I would not take this as advantage as console games typically are pretty much optimized from both game-code and settings to target framerate.
The Fallout 4 DLC certainly is a very bad example particularly on PS4 is is a disaster. On XBox one it drops too often below 30fps as well but runs leaps and bounds better than PS4. So i agree on while it is borderline acceptable on XBox One on PS4 it is not.
To make long story short, the common expectation of console gamers is, that the game runs nicely out of the box without tinkering with settings. And this is far more often the case than not.
normally they do a decent job, but I still think it's a good advantage to have options (some console games are improving in this area), a lot of times, you just want to disable that motion blur, that blurry post process AA, change that FOV, or try to get a few FPS more anyway, or better input latency at the cost of tearing/consistency and so on...

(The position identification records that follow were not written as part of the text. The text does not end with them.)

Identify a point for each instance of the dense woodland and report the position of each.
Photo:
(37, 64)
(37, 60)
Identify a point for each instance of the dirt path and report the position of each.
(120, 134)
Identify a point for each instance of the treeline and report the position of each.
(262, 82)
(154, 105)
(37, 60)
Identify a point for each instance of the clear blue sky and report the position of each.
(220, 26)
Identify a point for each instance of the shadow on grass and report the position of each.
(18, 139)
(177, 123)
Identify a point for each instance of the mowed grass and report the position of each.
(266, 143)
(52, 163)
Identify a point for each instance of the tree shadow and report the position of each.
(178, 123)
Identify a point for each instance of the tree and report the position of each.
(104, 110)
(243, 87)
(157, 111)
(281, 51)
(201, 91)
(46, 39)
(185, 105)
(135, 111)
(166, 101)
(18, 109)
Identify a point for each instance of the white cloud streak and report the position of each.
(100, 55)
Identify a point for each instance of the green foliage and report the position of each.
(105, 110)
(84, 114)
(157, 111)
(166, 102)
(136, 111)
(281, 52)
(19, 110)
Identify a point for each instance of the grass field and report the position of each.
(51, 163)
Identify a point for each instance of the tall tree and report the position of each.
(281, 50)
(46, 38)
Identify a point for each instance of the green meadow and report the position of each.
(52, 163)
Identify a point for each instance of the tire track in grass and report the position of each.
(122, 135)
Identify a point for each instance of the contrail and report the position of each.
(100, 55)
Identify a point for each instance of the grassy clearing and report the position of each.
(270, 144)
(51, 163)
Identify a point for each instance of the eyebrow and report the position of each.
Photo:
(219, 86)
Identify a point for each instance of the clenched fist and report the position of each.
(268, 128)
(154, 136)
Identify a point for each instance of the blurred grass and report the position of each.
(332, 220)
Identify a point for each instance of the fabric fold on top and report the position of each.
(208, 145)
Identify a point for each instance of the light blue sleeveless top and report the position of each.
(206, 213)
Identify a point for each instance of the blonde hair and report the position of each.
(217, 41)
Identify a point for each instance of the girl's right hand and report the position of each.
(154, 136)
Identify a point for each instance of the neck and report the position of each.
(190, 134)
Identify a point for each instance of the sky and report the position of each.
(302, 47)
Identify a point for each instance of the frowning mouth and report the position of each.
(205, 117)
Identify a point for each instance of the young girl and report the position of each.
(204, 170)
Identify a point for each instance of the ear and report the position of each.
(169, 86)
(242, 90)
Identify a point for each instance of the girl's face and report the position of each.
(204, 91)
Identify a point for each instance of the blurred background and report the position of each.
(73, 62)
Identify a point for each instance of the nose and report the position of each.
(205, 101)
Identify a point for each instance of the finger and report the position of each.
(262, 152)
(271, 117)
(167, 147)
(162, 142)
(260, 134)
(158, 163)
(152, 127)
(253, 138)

like supporting keyboard and mouse and... mods (to some extent), it's not impossible on consoles, it's just that they almost always chose not to do it
for most of the console players it's not important, but I think some people miss that stuff and it makes the PC a whole lot more attractive, even excluding hardware specs superiority.
I'm mostly surprised we get games with consistent performance at all on that landfill-tier CPU.
I'm fairly certain it's responsible for the general lack of 60 FPS games.
consoles have a few good looking stable 60FPS games, like Doom, MGS5 and so on, others that are not totally stable but also close enough...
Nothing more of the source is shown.